Wednesday, 17 August 2016

Connecting The Generations

From time to time I am asked if I have children.  My favourite reply?  I am glad that I have never had the opportunity of helping to ruin the next generation.  I cannot say that I have ever really chosen to have or to not have kids.  It just never seemed to be part of the plan for my life and I really have no regrets.  I have absolutely no idea what kind of parent I would have been and I'm glad that this is something I will never have to find out.

I often have many opportunities of interacting with and befriending people who are considerably younger than me.  Currently and more recently this has been with Latin Americans though at other times I have had younger Canadian friends as well, but as is often the case with younger people they have not been easy to keep as friends.  I'm not complaining.  I never stayed in contact with anyone I knew in my twenties, thirties and forties and some of these people were old enough to be my parents.
I don't think that it is common for young people to really stick to long-term friendships and often that seems to be part of the whole adventurous and exploratory nature of youth.  As for myself, now that I am older, I really do appreciate friends and friendship a lot more than I used to and I really try to do my part, short of locking my friends in a cage, to keep my friendships going.

I am resigned to the likelihood that, except for maybe one or two, I will not be in contact with any of my younger friends in ten years' time.  I do hope that while we are in contact that I can at least have a positive and redemptive influence on these people, much as some of my older friends did for me when I was much younger.  Let's think of it as paying it forward.
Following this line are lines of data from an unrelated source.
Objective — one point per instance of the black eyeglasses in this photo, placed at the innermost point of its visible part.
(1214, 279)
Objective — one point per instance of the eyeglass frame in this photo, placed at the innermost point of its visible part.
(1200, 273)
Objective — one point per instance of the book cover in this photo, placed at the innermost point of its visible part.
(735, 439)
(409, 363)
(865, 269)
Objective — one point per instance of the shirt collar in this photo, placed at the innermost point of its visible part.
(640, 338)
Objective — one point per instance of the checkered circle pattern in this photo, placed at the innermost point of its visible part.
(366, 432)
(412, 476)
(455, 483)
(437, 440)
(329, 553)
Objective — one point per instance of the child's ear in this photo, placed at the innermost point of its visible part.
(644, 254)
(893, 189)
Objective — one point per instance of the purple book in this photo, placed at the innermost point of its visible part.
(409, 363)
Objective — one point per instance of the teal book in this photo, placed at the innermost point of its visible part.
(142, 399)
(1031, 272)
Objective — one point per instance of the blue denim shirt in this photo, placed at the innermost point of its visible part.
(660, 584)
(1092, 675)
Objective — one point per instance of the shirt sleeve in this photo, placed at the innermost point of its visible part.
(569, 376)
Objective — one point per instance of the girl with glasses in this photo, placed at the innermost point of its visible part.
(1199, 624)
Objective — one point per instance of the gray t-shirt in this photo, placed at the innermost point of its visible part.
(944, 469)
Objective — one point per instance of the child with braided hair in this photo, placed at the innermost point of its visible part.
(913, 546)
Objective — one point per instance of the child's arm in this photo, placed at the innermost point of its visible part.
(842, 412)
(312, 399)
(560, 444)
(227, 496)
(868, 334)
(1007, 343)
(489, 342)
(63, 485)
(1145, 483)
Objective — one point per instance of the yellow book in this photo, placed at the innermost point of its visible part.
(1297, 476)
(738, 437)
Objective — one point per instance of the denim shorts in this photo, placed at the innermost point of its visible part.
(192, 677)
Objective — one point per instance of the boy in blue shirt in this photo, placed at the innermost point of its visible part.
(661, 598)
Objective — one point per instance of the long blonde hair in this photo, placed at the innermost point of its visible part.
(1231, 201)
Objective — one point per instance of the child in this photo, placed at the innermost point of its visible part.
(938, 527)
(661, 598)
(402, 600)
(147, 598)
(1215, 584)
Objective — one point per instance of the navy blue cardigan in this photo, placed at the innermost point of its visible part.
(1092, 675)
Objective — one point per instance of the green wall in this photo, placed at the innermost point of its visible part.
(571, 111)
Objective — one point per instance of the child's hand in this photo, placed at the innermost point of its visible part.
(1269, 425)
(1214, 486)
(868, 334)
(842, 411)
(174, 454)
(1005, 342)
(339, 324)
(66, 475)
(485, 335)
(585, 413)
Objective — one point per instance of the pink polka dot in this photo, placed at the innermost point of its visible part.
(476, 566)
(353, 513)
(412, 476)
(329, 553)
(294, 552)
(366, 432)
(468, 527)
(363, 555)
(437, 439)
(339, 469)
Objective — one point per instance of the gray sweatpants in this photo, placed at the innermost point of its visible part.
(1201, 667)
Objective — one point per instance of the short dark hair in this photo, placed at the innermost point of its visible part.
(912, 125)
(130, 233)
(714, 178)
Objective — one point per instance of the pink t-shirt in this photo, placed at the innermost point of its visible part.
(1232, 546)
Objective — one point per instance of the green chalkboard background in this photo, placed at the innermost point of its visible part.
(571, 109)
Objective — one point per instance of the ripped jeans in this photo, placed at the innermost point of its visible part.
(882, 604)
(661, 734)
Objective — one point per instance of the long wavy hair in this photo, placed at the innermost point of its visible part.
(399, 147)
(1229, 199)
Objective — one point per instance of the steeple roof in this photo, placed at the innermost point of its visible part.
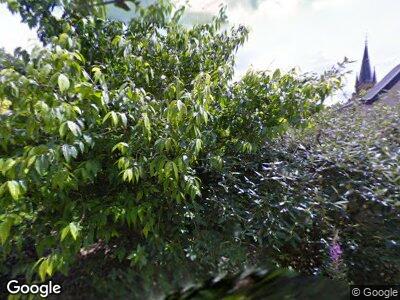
(366, 75)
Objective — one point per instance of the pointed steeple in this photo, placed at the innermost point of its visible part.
(374, 77)
(366, 79)
(365, 73)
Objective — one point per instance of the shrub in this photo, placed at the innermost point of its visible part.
(113, 143)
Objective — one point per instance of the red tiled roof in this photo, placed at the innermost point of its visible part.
(386, 83)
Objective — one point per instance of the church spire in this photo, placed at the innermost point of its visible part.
(366, 79)
(365, 73)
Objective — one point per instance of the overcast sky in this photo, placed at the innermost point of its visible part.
(310, 34)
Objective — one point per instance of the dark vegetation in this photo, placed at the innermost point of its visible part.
(130, 164)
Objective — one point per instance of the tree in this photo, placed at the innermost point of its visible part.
(114, 133)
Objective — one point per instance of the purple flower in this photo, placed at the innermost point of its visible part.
(335, 251)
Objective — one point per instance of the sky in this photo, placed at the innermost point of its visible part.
(311, 35)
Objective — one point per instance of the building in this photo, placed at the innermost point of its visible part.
(366, 79)
(388, 89)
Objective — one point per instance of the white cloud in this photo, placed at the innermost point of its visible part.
(13, 33)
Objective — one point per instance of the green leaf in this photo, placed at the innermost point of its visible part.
(146, 121)
(76, 131)
(64, 232)
(68, 152)
(14, 189)
(74, 230)
(43, 269)
(5, 228)
(63, 82)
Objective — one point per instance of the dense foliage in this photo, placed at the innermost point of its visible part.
(114, 141)
(130, 161)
I have to admit that I don't think a lot in terms of generations.  I refuse to refer to people younger than forty as "Millennials".  It is every bit as dumb and useless a catch-all as Generation X and the Baby Boomers.  This isn't to say that we aren't formed and shaped by the zeitgeist of our times.  Of course we are.  But this really just touches on superficials, and it does nothing at all to touch or focus on what we all share in common as human beings.  It also goes without saying that each generation goes through the same stages of life: childhood, adolescence, young adulthood, middle age, old age.  The way we handle these changes and transitions does vary throughout the generations but I still hear the same song being sung by kids in their twenties, as I was singing in my twenties and my parents were singing in theirs: the need for independence, self-determination, a sense of identity, of community, a need to individuate, to explore, learn, meet a soul mate, marry or prepare for marriage (or choose not to), have children (or not),

I am also aware that just as my generation was discovering new worlds opening up to us that did not exist for many of our parents' generation, this is also happening with the current crop of younger people.  We all need one another and there is something particularly rich and gratifying about intergenerational friendships.  As I found with my older friends when I was in my twenties and thirties, there was a certain wisdom and stability that they had to offer, nonexistent in my generational peers.  They also tended to be kinder, less judgmental and more grounded and stable.  They had lived through unimaginable crap and horrors, their asses had already been kicked by life many times over and they had lived to tell and in many cases had come out as better people because of it.  Through their presence and influence I was able to learn and appreciate that there was light at the end of the tunnel, and each in a different way offered me a kind of reference and a sense of hope of how I could possibly envision my future self.

I also know that I have benefited from their moral compass and their sense of ethic, qualities often nonexistent or just developing for us when we are young.  In this regard I definitely want to influence the young since they are inheriting the earth from us, or should I say that we have borrowed it from them.

By the same token I am reminded by younger people of the importance of staying open, flexible and of never turning down the opportunity to live a little bit more richly and perhaps more dangerously (but not too dangerously)  This isn't to say that I envy youthful self-destruction.  I don't and I see this as one thing that everyone could stand to grow out of.  But neither do I want to lose that thirst and the daring that comes with it of trying new things, travel, visiting new places, new worlds, knowing new people and learning new ways and new ideas.

Still there is often a certain rigidity in the thinking of young people: many of them can be judgmental, viewing everything in black and white.  Anyone who has the good fortune of aging well is going to be in a strategic position to mentor while at the same time being mentored towards staying open to the new.